Heute aber strahlt die Sonne, der Wind steht still, auf der Piazza San Marco fließt das letzte Hochwasser ab. Touristen in Gummistiefeln warten in der Schlange vor dem Campanile, Kaffeehausbesitzer räumen Stühle hinaus in die Wasserlachen, in denen sich der Markusdom spiegelt, jene knapp tausend Jahre alte Kirche mit den fünf Kuppeln im byzantinischen Stil.

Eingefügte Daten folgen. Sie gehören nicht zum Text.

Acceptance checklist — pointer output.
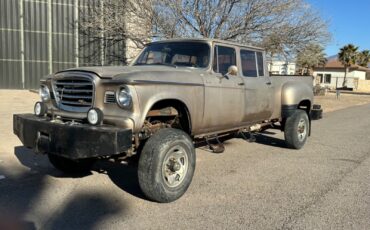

Ein irres Bild, das man nicht lange anschauen kann, ohne dass einem schwindlig wird. Klar, dass in dieser Stadt der Löwe, das Wappentier, auch noch Flügel tragen muss. Verständlich auch, dass Venedigs Unwirklichkeit jahrhundertelang Künstler angezogen hat. Die alten Meister, die Bellinis und Tizians und Tintorettos, haben Paläste und Kirchen in Gesamtkunstwerke verwandelt. Man könnte sich wochenlang in ihren Bilderwelten verlieren.

Ich aber will zu den modernen und zeitgenössischen Künstlern, die begonnen haben, den alten Meistern die Schau zu stehlen, und das nicht nur während der großen Biennalen, die die Stadt regelmäßig in einen Kunstrausch versetzen. Gleich mehrere Sammler haben sich hier mit privaten Museen beschenkt. Das spektakulärste liegt schräg gegenüber vom Markusplatz, in der Punta della Dogana, dem ehemaligen Zollamt der Serenissima.

Seit 2009 zeigt der Großbildjäger François Pinault hier seine neuesten Trophäen. Wie ein Tortenstück ragt das klassizistische Gebäude in den Canal Grande hinein. Auf dem Vorplatz am Wasser steht eine Skulptur des Künstlers Charles Ray, ein nacktes Kind mit einem Frosch in der Hand.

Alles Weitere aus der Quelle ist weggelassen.